Pour mémoire, il existe deux grandes catégories de licenciement :
- le licenciement pour motif personnel que l’on peut décomposer en deux sous-catégories :
- le licenciement pour motif disciplinaire (faute simple, faute grave, faute lourde) ;
- le licenciement pour motif non-disciplinaire (insuffisance professionnelle, inaptitude, refus de modification du contrat de travail…).
- le licenciement pour motif économique qui constitue un motif de licenciement non-inhérent à la personne du salarié (contrairement à la catégorie précédente) résultant de la situation économique de l’entreprise.
Le licenciement pour motif non-disciplinaire reste lui aussi possible à condition que ses motifs ne soient pas en lien avec la crise sanitaire et les mesures de confinement actuelles.
Dans tous les cas, le régime et la procédure habituels continuent de s’appliquer et le licenciement doit toujours reposer sur une cause réelle et sérieuse.
Le licenciement pour motif économique risque de susciter l’intérêt de nombreuses entreprises dont l’activité se trouve dégradée en cette période de crise sanitaire.
Néanmoins, rien ne semble moins simple que de recourir à ce mode de rupture du contrat de travail compte tenu de son régime strict et de sa procédure contraignante.

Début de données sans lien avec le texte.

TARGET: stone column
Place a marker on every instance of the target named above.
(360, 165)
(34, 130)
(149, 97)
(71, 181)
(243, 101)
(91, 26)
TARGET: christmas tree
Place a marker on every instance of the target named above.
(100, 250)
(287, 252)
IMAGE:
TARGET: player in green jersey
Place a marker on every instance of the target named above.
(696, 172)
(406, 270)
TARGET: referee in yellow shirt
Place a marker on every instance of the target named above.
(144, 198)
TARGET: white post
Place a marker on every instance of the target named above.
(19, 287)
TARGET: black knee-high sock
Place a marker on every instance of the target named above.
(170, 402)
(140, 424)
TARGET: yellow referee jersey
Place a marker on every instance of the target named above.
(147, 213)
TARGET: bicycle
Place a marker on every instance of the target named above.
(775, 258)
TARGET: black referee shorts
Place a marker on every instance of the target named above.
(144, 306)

Sans compter que l’employeur doit, avant tout licenciement pour motif économique, informer l’inspection du travail (DIRECCTE) voire même recueillir son autorisation préalable (en fonction du nombre de licenciements envisagés) ; et que l’on peut aisément s’attendre à un contrôle encore plus strict de l’inspection du travail pour limiter ce type de licenciement en période de crise sanitaire.
Il convient également de souligner que le Gouvernement a entendu assouplir et élargir le recours au dispositif de l’activité partielle afin, justement, d’éviter que les employeurs aient recours aux licenciements pour motif économique. Le licenciement pour motif économique semble ainsi difficilement invocable pour les entreprises qui recourent massivement au dispositif d’activité partielle.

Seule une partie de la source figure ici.